Using Wordsmith to Remove Noise and Standardize Data in Bulk for Greater Matching Confidence
The data that flows into your organization comes in a variety of formats: inconsistent capitalization, punctuation, obscure acronyms, alpha-numeric characters living in fields they shouldn’t be, and so on. This happens because your data lives in multiple, disparate systems and each has a slightly different format and rules for storing data. The problem is compounded by human error during data entry.
These small differences can result in misunderstanding and misinterpretations of your organization’s data, causing the people who rely on that data to distrust it and put multiple checks in place to make sure that the conclusions made off that data are actually correct.
When you’re matching data across various data sources, these inconsistencies can result in missed matches and false positives, decreasing confidence in the data matching process, which leads to duplicates and linkages not being determined.
With DataMatch Enterprise, we focus on helping you Get the Most Out of Your Data using a variety of built-in data standardization transformations within a point-and-click interface. In this blog, we’ll delve a bit deeper and focus on how you can use our signature WordSmith functionality to further enhance the matching process and standardize your data in bulk.
What is WordSmith?
Wordsmith is a signature Data Ladder tool that allows you to profile, standardize, and remove noise from column data. New columns can also be created automatically to parse out transformed data from existing columns. We will take a look at use-cases with examples further on in this blog. The idea is to increase matching confidence and accuracy by ensuring consistency and minimizing redundancy.
How Does WordSmith Work?
WordSmith can be found under the 4th tab of DataMatch Enterprise. This tab contains all our pre-built data cleansing transformations. As shown in the screenshot above, you can use WordSmith for any column you choose by clicking on the ‘edit’ icon. This will open up a second window, as shown in the image.
The tool profiles the selected column and displays words in descending order based on their count. You can change the maximum number of words grouped together that the tool should display. From our experience matched data across 4,000+ customers all over the world, we know that, generally, the most repetitive words in a column are generally the most unstandardized and therefore affect matching confidence.
The tool allows you to replace words, parse them into a new column, and delete them. These functions can be used together in a variety of ways to standardize your data in bulk.
How Can I Standardize Data Using WordSmith?
Let’s take a look at some of the most common ways our customers use WordSmith.
Removing Noisy or Redundant Data
In data science, noise is data that adds no additional meaning to your data and generally skews analysis. When matching your data, the presence of noise results in missed matched and false positives.
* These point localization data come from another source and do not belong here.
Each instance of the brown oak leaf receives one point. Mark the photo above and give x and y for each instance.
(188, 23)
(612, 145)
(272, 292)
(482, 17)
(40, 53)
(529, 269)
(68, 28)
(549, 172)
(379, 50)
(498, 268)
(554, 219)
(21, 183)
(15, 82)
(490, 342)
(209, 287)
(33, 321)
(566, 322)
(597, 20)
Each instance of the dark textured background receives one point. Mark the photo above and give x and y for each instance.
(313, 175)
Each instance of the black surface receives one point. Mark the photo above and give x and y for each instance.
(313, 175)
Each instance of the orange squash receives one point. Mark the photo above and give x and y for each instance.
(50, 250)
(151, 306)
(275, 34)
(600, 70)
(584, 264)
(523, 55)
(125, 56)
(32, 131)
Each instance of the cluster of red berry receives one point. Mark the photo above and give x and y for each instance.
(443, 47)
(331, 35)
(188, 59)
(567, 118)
Let’s say that, in the CompanyName column, you see 3 different companies:
- ABC Inc.
- ABC Company
- ABC Industries
Now, you know that all 3 those are the same entity. But when using data matching software, you’d miss those matches. With WordSmith, you can identify such instances by setting max. Number of Words in a Group to 2 or 3 and then using the Replace option to replace the 3 phrases we listed above with ‘ABC’ or whichever standard format you prefer for company names.
The change would automatically be applied to every instance in your data – regardless of whether you have a hundred records or 10 million.
Let’s take a look at one more example. Say you have the following 3 distinct companies in the CompanyName column:
- XYZ Incorporated
- 123 Incorporated
- ABC Incorporated
When matching, these records might get flagged as a match because of the word Incorporated being present across all 3. A false positive. With WordSmith, you can identify such instances and use the delete option to remove it from this column entirely.
Filtering or Parsing Data to a New Column
Let’s say that you’re a housing company and have a customer column that contains data for both owners and renters. You want to be able to immediately identify which entities are renters and which are owners by adding a special tag to each record.
To do that with WordSmith, you can create a new column that shows status, either renter or owner. You can associate renter and owner records with their respective tags. Now when you are viewing your data, you will have an extra column that helps you quickly see whether the entity is an owner or renter.
The parsing feature can be used in hundreds of different ways. Another use-case is when you have phone numbers with area code as the prefix. You could separate area codes from phone numbers for standardization purposes. Simply parse out area codes into a separate column and assign a replacement value if you want so the new column simply lists area name rather than the area code. You can now delete the area codes from the original column. All of this can be done within WordSmith by a few simple point-and-click actions and the changes will be applied to your data in bulk.
While seemingly simple, WordSmith is used by our customers in thousands of innovative ways for bulk data standardization. For data sources that may contain similar types of data and issues, you can also save WordSmith templates that you create for future use. Just use the ‘Load’ option after opening WordSmith and your template will be ready for use.
Pro tip: When working with millions of records, many users prefer the familiar interface of Microsoft Excel. You can import WordSmith libraries into Excel to make the changes you want and then load them back up.